Expressed in more technical terminology, a Stoic will endeavor to perform καθήκοντα (kathēkonta), “fitting” or “appropriate” acts, or (when translated by way of Latin) “duties.” Whether an act is appropriate depends on whether it is reasonable for achieving more over less preferred indifferents. A reasonable course of action does not guarantee any given result, however. People being unreasonable sometimes “get lucky,” while reasonable strategies often fail. To the Stoic, however, what is important is the act itself, not its consequences. An appropriate act which actually ends up with an unpreferred indifferent is no worse than one which results in a preferred one, and does not imply that the actor should have done otherwise, even if an inappropriate act would have turned out better. Hence, the actual outcome is truly indifferent. (Note that kathēkonta are not necessarily virtuous; they might not be performed with perfect reason and intention, even if the action itself is the same.)

The Stoics thought that the initial “preferred indifferent,” for humans and animals alike, was self-preservation. As humans mature, though, they undergo a process called oikeiosis in which the general wellbeing of humanity as a whole becomes the primary preferred indifferent, ahead even of self-preservation. While these indifferents were seen as preferred for their own sake, others were seen as preferred because they tended to be useful.

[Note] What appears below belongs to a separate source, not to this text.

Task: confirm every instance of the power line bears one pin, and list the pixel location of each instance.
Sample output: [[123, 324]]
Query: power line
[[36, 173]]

Examples of secondary preferred indifferents are wealth and status. Some indifferents, like strength and abilities, were seen as both preferred for their own sake and also because of their utility.

Pleasure was sometimes explicitly listed among indifferents that are neither preferred nor dispreferred, and other indifferents were not considered preferred or dispreferred because of their utility relative to pleasure. (See, for example, Arius Didymus’s Epitome of Stoic Ethics, collected by Stobaeus in Anthology 2.7b, found on page 134 of Inwood and Gerson’s The Stoics Reader.)

The more practical accounts of the role of externals in Stoicism can be found in Epictetus’s Discourses II.5, book 3 (chapters 15 and 16) of Cicero’s On Ends, and Seneca’s Letter 92 11-13. Additional discussion can be found in Diogenes Laertius’s Lives of Eminent Philosophers VII.1.105 and Arius Didymus’s Epitome of Stoic Ethics (collected in Stobaeus’s Anthology), quoted in Long and Sedley’s The Hellenistic Philosophers Volume 1, p. 354, or Inwood and Gerson’s The Stoics Reader, p. 134. More on the different senses of the word “value” can be found in Inwood and Gerson, p. 135.